When I think back on my personal experiences with death and related rituals, I was not short on experiences. My family and I were very involved in nearly every aspect of church life – music ministry, social justice, youth ministry, and community development – which translated into a network of family and friends was deep and wide. This meant the sheer number of funerals was many; they were a common occurrence.
But while my own personal story began and continues with the foundation of ‘lifting people up’, I struggle with the feeling that many rituals (regardless of one’s faith or end of life choice) have not caught up with that notion. In recent readings, I’ve noticed others with similar concerns. Are we missing an opportunity to truly honor and celebrate our loved one’s impact…their legacy?

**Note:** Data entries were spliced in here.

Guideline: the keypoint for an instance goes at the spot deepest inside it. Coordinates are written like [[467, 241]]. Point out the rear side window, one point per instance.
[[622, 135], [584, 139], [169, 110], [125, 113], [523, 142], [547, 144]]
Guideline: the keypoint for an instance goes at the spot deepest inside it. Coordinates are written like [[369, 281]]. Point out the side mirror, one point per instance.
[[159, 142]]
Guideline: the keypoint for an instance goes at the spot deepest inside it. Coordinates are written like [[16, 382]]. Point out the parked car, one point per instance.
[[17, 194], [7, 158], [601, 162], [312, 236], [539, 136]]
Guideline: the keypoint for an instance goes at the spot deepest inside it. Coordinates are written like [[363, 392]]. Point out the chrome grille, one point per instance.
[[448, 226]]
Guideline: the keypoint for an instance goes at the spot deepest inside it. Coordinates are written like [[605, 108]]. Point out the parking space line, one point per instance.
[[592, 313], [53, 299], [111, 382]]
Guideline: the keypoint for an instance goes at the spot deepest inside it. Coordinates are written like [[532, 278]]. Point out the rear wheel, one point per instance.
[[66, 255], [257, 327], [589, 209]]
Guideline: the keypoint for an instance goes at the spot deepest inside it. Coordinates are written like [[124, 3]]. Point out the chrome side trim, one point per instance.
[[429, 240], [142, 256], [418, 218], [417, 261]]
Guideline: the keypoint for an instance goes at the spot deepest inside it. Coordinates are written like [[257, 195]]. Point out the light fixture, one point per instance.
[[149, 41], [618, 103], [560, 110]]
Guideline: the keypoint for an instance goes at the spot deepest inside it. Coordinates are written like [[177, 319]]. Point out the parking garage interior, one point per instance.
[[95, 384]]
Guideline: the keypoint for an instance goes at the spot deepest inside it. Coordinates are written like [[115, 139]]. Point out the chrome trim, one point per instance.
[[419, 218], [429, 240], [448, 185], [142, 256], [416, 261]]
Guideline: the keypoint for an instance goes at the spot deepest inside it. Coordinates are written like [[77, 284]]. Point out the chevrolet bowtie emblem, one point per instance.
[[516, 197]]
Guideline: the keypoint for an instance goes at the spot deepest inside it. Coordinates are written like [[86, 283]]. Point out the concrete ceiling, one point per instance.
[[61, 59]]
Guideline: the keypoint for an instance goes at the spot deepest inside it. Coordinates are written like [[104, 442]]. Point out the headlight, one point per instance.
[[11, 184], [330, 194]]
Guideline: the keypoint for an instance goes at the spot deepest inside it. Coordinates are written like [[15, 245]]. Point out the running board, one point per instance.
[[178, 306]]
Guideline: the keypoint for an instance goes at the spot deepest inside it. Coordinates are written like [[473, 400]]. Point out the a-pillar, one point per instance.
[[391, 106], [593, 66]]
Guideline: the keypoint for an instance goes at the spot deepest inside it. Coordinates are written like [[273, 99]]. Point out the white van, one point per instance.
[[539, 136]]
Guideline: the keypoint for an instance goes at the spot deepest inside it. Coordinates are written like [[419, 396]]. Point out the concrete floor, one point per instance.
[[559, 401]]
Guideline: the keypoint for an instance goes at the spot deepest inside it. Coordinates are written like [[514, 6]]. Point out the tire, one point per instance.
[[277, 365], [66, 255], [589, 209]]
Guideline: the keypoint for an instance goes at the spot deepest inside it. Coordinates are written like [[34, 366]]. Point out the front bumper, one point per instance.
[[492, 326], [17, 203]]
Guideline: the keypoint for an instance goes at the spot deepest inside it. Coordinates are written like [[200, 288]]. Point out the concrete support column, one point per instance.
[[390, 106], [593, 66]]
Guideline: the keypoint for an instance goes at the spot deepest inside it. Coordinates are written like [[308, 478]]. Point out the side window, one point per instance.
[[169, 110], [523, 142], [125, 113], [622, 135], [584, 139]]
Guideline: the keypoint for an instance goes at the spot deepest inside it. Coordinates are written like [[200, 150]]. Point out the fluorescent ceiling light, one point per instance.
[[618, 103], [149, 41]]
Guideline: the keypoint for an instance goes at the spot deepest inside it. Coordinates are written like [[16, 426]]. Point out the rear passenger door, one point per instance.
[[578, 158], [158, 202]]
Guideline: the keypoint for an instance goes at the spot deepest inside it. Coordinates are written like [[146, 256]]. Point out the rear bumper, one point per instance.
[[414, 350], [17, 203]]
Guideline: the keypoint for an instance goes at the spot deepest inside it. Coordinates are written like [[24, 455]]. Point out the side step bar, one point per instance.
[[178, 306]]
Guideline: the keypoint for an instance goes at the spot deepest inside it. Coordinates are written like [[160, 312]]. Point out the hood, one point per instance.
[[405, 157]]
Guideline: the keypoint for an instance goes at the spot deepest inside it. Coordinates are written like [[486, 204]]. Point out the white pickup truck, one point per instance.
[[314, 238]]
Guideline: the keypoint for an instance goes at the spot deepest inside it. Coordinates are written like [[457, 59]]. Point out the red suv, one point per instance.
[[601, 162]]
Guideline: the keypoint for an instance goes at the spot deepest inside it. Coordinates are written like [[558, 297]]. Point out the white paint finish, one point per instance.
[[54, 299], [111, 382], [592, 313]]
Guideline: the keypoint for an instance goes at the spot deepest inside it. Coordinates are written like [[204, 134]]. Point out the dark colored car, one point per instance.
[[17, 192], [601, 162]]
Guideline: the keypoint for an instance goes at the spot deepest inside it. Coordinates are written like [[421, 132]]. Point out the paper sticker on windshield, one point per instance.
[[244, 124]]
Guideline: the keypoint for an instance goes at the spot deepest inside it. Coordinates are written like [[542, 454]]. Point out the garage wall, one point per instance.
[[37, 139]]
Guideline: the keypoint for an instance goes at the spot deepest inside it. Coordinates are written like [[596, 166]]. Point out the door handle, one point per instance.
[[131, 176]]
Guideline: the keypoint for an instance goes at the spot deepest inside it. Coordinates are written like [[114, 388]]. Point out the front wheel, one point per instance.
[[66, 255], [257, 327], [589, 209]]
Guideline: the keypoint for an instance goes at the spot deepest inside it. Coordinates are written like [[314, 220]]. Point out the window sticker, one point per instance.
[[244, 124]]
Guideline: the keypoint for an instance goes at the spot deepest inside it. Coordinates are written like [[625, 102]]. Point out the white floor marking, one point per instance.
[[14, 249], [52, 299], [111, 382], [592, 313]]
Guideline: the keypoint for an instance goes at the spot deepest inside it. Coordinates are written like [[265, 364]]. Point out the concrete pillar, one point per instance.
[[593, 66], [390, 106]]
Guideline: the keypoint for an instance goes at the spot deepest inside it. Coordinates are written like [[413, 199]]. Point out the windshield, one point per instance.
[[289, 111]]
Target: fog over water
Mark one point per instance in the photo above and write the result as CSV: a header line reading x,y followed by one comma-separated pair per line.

Is today’s fast-paced, transaction-oriented society making it too convenient to avoid the human emotions tied to death and dying? Are we using ‘tradition’ as a reason to hold to ‘the way it’s always been done’ rather than explore ways to enrich our connection to and impact on each other?
I’ve observed strides being made. For example, the terms ‘funeral’ and ‘wake’ have largely been replaced with ‘memorial’ or even better ‘celebration of life’. These are important and meaningful distinctions that should change the tenor of the events. Memories. Celebration. Life. As survivors, I believe this is the spirit we should embrace; it’s what we are called to do when we gather to honor one’s passing.
Another advancement is that increasing numbers of individuals either facing imminent death or proactively making their own end of life choices are being vocal about how they want their life memorialized. This is certainly a cultural shift to recognize and support. We want to feel that our lives have mattered and that we’ve made an impact.
The opportunity is here to move beyond intention to action: to move our rituals forward so they truly commemorate and celebrate. For example, if you’re considering a burial or cremation, seek ways to incorporate your family and community in that decision. Embrace the support and power that comes with involving others on your journey.
Recent interactions with individuals and families at Foreverence confirm how each and every one of us is unique and amazing. The poignant stories and vivid memories are what we seek to hold onto. So, for me, the opportunity to encapsulate and celebrate that feeling, those memories, in a symbol that is very personal and reflective of their loved one’s legacy is invigorating. That is ‘lifting people up’.